The Founding generation understood all this. Though finite and fallen, we get to participate in God’s mission of caring for our fellow human beings. Our exercising our creativity and our inherently owning what we invent or create actually results in widespread human flourishing. This is the model the Founders adopted.


Forgetting the Keys to Flourishing

By the end of the 20th century, we began to take for granted the careful balance of creativity and ownership together, in the U.S. IP system, as the key to America’s prosperity—the means by which we surpassed the world in standard of living, per capita income, global innovation leadership and dynamic competition.


Moreover, we’ve allowed what Southern Cal law professor Jonathan Barnett notes in his book The Big Steal are midsupply-stream technology aggregators and implementers to hijack the U.S. policy and litigation agenda. These enemies of IP rights are weakening IP protection and commoditizing cutting-edge technologies’ value. In other words, antipatent players from Silicon Valley and beyond have been steadily dismantling the Founders’ biblical, win-win innovation machine.


For example, U.S. innovators in standards-based fields such as 5G and 6G wireless technologies lead the world in standard-essential patents, licensing and royalties. But opponents aim to tackle these innovation pacesetters. SEP royalty setting is already headed down the commoditization path in the EU and the UK. They’re pursuing a government takeover of market-based negotiations between innovators and implementers. The latter favor U.S. adoption of the government-run model.


Meanwhile, socialists and populists advocate for and ramp up regulatory, tax and other interventions that—in the name of “affordability”—ignore the tremendous public benefits of the creativity-ownership IP model. Among the most egregious ideas is a tax on patents’ value. The wise counsel of leading conservatives is disregarded.


The Bayh-Dole Act of 1980 applies the principles for flourishing by democratizing technology management out of Washington bureaucrats’ hands and providing secure patent rights as the means for deriving practical use of federally funded research discoveries. Before Bayh-Dole, such inventions wasted away on bureaucracies’ shelves by the tens of thousands. But, populist and socialist officials aim to deform the successful 45-year Bayh-Dole framework, pursuing misuse of “march-in,” “affordability” requirements in research funding and IP licensing contracts, and raiding universities' patent royalties.


Today, U.S. biopharmaceutical firms set the innovation pace for the world in drug development, including against diseases that not long ago were a death sentence for patients. This, too, is under threat from the Left and the Right. Price controls like “most favored nation” (importing the most socialist foreign drug price controls), antitrust weaponization and regulatory hurdles at the Food and Drug Administration will slow medical innovation and harm a major economic sector.

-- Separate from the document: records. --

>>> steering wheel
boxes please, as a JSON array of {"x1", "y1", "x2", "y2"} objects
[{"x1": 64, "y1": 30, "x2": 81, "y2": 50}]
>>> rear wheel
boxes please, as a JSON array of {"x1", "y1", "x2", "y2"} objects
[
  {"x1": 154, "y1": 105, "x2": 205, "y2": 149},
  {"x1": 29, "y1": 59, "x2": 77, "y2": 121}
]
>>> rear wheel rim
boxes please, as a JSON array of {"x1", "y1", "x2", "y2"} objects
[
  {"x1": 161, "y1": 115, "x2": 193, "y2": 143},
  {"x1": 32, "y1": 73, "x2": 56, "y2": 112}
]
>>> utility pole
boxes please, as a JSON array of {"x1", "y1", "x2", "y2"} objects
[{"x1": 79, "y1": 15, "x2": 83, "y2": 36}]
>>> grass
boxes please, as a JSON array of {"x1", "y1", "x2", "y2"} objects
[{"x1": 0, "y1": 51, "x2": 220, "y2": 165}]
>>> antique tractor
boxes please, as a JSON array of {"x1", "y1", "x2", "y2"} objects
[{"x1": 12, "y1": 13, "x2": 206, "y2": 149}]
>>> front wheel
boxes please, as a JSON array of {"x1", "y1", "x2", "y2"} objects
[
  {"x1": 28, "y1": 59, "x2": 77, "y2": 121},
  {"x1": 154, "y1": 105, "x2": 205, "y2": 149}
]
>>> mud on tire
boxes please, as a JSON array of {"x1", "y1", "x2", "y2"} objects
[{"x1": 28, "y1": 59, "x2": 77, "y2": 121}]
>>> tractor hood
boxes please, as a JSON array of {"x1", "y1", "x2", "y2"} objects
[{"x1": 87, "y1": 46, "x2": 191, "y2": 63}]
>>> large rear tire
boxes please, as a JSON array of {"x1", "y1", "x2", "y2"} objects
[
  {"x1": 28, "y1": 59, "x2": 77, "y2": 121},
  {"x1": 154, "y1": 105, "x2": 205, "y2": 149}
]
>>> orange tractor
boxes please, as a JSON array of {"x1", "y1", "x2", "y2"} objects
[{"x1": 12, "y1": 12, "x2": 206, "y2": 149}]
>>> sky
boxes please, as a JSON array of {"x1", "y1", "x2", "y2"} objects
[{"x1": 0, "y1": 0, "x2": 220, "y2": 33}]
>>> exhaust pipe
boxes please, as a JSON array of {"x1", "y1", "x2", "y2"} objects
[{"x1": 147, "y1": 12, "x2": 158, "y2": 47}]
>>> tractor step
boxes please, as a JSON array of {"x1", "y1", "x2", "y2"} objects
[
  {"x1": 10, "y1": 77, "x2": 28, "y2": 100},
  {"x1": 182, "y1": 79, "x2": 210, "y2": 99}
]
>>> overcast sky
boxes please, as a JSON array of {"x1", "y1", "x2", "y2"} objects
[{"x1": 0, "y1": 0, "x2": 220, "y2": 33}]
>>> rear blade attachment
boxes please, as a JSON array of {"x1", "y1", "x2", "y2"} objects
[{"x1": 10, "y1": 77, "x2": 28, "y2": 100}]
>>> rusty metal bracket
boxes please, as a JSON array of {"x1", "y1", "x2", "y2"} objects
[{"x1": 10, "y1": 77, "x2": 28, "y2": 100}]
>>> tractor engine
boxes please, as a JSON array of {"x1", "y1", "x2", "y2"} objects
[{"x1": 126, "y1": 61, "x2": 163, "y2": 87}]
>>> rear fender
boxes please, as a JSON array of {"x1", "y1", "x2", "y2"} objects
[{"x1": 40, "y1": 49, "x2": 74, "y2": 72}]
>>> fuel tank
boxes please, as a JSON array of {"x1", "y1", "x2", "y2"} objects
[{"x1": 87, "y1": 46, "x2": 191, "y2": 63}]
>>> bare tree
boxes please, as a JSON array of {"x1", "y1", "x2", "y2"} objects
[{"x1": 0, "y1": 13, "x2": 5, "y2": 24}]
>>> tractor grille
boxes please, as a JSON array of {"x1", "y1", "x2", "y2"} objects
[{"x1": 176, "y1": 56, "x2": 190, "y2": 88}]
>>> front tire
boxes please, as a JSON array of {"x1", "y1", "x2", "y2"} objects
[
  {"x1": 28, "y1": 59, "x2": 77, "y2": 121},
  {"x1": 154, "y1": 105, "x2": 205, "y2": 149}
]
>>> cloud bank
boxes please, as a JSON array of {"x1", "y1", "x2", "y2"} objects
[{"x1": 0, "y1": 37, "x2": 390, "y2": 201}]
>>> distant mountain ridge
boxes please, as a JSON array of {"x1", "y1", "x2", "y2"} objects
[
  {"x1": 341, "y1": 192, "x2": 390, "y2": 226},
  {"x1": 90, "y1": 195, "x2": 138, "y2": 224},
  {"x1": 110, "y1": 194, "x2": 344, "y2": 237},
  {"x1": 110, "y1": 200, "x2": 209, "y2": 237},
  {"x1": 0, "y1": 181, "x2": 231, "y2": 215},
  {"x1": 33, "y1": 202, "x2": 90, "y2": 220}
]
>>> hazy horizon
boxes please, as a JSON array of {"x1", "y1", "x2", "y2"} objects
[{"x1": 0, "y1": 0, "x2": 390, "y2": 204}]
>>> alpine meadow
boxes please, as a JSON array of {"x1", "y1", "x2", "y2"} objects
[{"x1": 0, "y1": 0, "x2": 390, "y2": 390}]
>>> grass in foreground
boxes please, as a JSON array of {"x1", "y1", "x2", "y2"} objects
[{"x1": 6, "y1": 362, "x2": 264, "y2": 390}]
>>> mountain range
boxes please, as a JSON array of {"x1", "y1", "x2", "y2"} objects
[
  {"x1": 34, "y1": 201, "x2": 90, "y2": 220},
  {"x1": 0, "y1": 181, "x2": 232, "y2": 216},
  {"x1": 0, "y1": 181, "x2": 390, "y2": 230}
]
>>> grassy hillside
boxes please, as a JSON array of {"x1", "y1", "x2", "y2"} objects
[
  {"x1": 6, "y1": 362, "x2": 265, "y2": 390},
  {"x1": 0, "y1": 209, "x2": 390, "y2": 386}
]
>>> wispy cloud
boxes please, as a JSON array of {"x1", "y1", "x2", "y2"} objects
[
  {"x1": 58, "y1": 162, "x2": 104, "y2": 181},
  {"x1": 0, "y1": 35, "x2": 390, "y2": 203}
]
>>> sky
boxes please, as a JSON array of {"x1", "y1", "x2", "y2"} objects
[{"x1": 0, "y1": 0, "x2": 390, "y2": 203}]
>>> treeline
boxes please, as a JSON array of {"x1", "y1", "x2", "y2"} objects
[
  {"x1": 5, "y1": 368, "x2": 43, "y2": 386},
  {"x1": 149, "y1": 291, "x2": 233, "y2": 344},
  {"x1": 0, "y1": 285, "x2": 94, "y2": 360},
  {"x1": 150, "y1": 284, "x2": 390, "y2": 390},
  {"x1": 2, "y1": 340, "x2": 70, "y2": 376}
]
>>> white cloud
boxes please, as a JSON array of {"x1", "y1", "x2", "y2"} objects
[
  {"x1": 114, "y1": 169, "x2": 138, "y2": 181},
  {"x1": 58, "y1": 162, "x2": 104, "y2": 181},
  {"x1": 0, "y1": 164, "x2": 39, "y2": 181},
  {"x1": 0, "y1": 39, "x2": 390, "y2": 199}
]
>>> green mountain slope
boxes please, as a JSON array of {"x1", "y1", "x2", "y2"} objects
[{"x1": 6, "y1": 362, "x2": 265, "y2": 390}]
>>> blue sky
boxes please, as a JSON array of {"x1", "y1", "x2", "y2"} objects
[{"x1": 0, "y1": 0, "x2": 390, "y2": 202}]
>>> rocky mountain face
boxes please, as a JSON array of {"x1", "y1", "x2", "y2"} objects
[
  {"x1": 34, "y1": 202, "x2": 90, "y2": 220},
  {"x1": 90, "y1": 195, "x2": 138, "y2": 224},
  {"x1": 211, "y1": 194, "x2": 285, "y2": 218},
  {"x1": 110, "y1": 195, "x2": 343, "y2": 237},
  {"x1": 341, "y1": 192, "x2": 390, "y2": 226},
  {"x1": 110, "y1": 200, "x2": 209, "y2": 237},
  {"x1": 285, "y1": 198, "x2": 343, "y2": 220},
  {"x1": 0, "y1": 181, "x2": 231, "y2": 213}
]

The Democrat-only “Inflation Reduction Act” set up price controls and regulatory hurdles, including government’s direct drug price setting authority, that reduce follow-on discoveries and inventions that benefit cancer patients. The IRA discourages biopharma innovation, which causes patients to suffer more and increases long-term health care costs. Studies find that the IRA’s antipatent and price control provisions have already chilled more than 50 follow-on drug research projects and killed 26 prospective cancer drugs from being developed—far more than the one new medicine the Congressional Budget Office underestimated the IRA would kill in 10 years.


A Time for Renewal

The occasion of America’s 250th birthday provides the opportunity to consider our heritage—particularly what the Founders bestowed on posterity through a patent and copyright framework that applies the God-given model of creativity plus ownership producing flourishing, prosperity, and improvement of the human condition.


If we act wisely, as To Invent Is Divine discusses, we’ll embrace our divine image-bearing and restore the creativity-ownership-centered American IP system. The stakes are the difference between surviving and thriving—as individuals, as a nation and as a flourishing people.